Luisa Bangs made a speech regarding the January 6th insurrection at the Capitol in Washington D.C. I generally don’t comment on national events unless they have a direct connection to something specific for Des Moines , but I agree with much of what she said and especially her passion on issues of racism.

The bulk of my comments had to do with a national issue that definitely has a direct link to Des Moines: The large number of people, especially people who serve the public, who are deciding not to receive COVID-19 vaccinations. Frankly, I find this to be completely unacceptable.
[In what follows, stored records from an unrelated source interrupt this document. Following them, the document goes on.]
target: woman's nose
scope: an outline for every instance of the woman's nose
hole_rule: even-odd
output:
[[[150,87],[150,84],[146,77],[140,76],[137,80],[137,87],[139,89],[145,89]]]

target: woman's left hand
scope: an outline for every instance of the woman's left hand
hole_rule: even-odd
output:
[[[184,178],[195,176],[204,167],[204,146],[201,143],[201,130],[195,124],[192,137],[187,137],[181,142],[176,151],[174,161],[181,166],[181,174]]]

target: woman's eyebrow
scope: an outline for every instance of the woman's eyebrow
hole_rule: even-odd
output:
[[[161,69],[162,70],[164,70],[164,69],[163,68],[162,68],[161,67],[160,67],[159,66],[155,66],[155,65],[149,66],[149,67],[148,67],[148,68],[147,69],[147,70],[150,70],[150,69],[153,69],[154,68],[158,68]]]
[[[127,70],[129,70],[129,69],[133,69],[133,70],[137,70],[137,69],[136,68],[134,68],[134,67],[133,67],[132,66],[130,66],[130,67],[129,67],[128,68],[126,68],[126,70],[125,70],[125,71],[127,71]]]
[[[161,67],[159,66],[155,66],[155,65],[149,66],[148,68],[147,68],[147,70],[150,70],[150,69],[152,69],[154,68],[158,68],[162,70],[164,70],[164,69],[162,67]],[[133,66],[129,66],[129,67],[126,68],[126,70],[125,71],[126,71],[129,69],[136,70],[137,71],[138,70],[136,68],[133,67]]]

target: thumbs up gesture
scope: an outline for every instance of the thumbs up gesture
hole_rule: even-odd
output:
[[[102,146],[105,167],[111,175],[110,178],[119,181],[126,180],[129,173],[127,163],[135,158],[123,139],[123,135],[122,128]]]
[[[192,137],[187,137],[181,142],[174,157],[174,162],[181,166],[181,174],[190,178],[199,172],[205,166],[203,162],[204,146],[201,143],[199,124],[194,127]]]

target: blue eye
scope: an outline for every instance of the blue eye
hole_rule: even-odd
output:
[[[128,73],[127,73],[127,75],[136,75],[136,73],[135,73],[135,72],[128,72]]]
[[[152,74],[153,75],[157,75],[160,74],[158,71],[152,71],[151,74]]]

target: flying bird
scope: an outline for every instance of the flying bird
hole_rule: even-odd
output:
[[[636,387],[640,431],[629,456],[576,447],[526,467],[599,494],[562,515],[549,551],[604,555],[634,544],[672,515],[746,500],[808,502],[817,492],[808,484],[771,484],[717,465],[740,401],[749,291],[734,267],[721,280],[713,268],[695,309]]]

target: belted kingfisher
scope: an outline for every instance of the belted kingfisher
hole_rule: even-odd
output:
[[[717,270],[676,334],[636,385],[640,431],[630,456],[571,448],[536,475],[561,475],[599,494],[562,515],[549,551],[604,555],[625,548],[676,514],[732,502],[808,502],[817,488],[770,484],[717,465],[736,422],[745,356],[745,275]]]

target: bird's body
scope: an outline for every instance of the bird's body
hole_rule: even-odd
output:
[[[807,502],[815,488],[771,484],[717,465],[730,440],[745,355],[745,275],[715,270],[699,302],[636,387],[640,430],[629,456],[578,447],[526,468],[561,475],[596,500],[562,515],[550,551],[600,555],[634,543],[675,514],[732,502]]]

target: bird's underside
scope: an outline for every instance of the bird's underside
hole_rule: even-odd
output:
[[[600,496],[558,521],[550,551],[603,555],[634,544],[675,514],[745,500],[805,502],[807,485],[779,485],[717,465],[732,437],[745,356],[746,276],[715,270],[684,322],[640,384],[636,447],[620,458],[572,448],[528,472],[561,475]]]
All the leading scientists are quite clear: we will not get past COVID-19 until 80-90% of people are vaccinated. If electeds, public employees, front-line workers, business owners, religious leader and other influencers opt out that sets a horrible example for the rest of the public. We simply must create a sense of shared civic duty around this issue. I want to encourage every employee of the City Of Des Moines to set the right example and get vaccinated the moment it is offered. And as a resident, I want you also to get the shots as soon as possible! I know many of you have your reasons for not wanting the vaccine (eg. if yer a Black person in America you totally have yer reasons.) But do it anyway.  This is the only way we will all be able to be safe and go back to living normal lives.

As a nation, we’ve done just about everything wrong when it came to dealing with the pandemic. This is our chance to take control of the situation and finally put it to an end. Do the right thing. Get vaccinated. No excuses.